Well, well, well... I guess I'm stuck again, let's update again when I think of something again!

Saturday, April 16, 2016



三年前的我,沉溺于那英国的爱情游戏,却没发现你的存在…
三年后,在命运的愚弄下,我…很幸运地遇见了你…
你诉说着三年前对我的感觉,但我很惭愧,因为我根本不记得三年前与你的一切…
你说三年前你没能成功,这次你想再试一次…
你让不太相信爱情的我再一次的沦陷于这情海中,
可你却总是告诉我说你忙不能见面,
被盲目爱情的我傻傻地说,我会等你的…
三个月过去了,我们始终没能见得到,你突然说我们不该继续这样下去了…
为了这三个月看似美好却不切实际美梦,我失落了三天…
我想你可我不再讯息你,
我想见你可我没再去约你,
慢慢地你的不存在又变成了理所当然,
就好象你未曾出现过…
你发的照片我依然收着,偶尔开起嘴角还是会微微的上扬,
或许现在的我还不够优秀所以你离开我,
或许这一切都只是你的报复,报复我三年前没把你放在心上,
或许你想我专注于我的生活,
或许有很多或许…
你依然在我心里,只要你愿意走进来,它的门就会打开…

Saturday, October 3, 2015

痛得无泪

再怎么伤心,还是得勉强的挂着笑容……
痛,心真的很痛,痛得连眼泪都流不出来……

这样也好,那我也不必抱着那虚无缥缈的期许跟你在一起,
不必为了他吃不必要的醋,
也不必为了我们每一次的约会而辛苦着…

你说我们不会再见,但若想找你聊还是可以,
我说,既然不要再见,为何还要联络?

你曾经说要保护我,却一而再地伤我的心…

Wednesday, August 26, 2015

痛心

心里虽然难受,
但却还是尽量的压抑着,
最终还是受不了,
重返这风之城抒发内心的不悦……
我爱你,
但我无法接受每天看着你跟他是多么的甜蜜,
你说不管你跟谁在一起,
我依然会是你生命中那无法代替的一人,
但这次不一样,
我真的感觉得到,
我不再是你心里那个人了,
我已成了过客……
两年,说长不长,说短不短,
俩人分隔两地,
时间相差7小时,
但却持续地联络,
可自从他出现了,
一切都变了,
或许是我想太多,
但我真的觉得变了……
或许吧,
再坚定的爱也比不起身边的拥抱。
我伤心,心痛,
但还是假装坚强,无情,
跟你诀别……
看似没血没泪,
但心在淌血,
只是,你沉溺在甜蜜的爱情里,
所以没发现罢了。
算了吧,
反正不该说的狠话也说了,
说出去了,就收不回,
我已经做好准备,
面对接下来一段伤心的日子,
可我告诉自己,
心里再苦,
也要带着微笑去过日子~
=)

Wednesday, August 12, 2015

Love you but good bye...

You always said that I'm being mean to you, and never write a blog about you, but you never know those who I wrote in my blog are people who I've decided to let go and won't contact again. So now, I guess it's time for you to be written down... Nothing stay forever isn't it? Everything end eventually, so do us.

Dear Steven,

You said I was mean and gone mad because I didn't want to tell you about our little story, but you don't know how I wish to listen it from you... You just don't.
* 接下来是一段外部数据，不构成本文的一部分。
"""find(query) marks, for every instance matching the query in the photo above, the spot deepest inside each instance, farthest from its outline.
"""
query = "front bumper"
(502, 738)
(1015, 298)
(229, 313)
Well, it doesn't matter anymore, here I am, writing down everything I remember about you, how we met, what we did, and the things we've gone through, when I'm done writing this down, I will share the link to you few days later. So when the time you read, I'm gone, yea... Gone from you.
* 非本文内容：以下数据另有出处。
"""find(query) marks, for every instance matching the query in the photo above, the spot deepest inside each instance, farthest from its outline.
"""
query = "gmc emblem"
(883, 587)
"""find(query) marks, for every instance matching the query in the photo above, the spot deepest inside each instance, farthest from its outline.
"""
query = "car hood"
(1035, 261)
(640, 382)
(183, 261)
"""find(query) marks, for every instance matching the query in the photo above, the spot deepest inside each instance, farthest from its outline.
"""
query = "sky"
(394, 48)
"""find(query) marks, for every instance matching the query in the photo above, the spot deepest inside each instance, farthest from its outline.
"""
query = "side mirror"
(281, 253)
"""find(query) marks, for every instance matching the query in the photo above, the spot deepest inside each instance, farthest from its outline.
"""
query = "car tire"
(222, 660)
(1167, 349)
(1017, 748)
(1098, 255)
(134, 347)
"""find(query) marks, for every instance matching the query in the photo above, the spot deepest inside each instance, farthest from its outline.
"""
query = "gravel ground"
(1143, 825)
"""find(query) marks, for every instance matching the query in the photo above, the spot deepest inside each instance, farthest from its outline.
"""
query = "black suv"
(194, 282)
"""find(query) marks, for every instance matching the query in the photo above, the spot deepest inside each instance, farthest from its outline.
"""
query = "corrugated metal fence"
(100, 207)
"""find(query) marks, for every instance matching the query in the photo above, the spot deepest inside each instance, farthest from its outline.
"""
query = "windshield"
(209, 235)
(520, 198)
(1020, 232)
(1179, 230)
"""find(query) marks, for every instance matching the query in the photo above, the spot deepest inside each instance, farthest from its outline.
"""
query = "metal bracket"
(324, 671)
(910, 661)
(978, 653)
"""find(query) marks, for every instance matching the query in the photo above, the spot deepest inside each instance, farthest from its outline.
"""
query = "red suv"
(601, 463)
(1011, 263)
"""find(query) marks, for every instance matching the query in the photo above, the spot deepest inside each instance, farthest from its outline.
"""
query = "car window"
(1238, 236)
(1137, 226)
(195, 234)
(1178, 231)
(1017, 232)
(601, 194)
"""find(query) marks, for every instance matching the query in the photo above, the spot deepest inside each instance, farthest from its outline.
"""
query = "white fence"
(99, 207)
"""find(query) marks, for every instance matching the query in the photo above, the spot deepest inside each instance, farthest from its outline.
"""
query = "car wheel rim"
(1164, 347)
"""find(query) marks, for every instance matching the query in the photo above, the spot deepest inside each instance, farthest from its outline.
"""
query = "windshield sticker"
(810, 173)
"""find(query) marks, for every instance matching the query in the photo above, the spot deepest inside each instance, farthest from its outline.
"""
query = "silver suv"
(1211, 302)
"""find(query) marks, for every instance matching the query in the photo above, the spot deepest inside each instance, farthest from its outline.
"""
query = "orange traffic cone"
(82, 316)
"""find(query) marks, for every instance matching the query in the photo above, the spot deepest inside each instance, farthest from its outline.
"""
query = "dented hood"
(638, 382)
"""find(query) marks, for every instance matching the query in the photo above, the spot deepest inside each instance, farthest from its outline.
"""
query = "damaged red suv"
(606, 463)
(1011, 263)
So, you texted me in a social apps when I was backpacking with my classmates in London, we get along very well, and we decided to meet up before I'm leaving London back to Sheffield. I still remember the day we met was Friday, you were working, so we only get to meet during your lunch hour. At first, you were going to bring me to Burger and Lobster for our very first lunch, but we ended up eating burrito in a small restaurant, the lunch was nice. But lunch hour was short, so you gotta go back to work, and we have no choice but to say goodbye. But things went well when my schedule to go back to Sheffield got delayed, so we meetup again when you finish your work. We met up again, but this time, we walked around the central of London, you were being nice tour guide, showing me the places and telling me what they are. So we stop by somewhere near the River Thames, we sit on the bench, enjoying the chilling evening. But times passed, it's almost time for me to go back, so we have a drink at Starbucks near to Vauxhall... I still remember that you don't drink coffee because you were allergic to it. So we ended our very first meeting up session that day.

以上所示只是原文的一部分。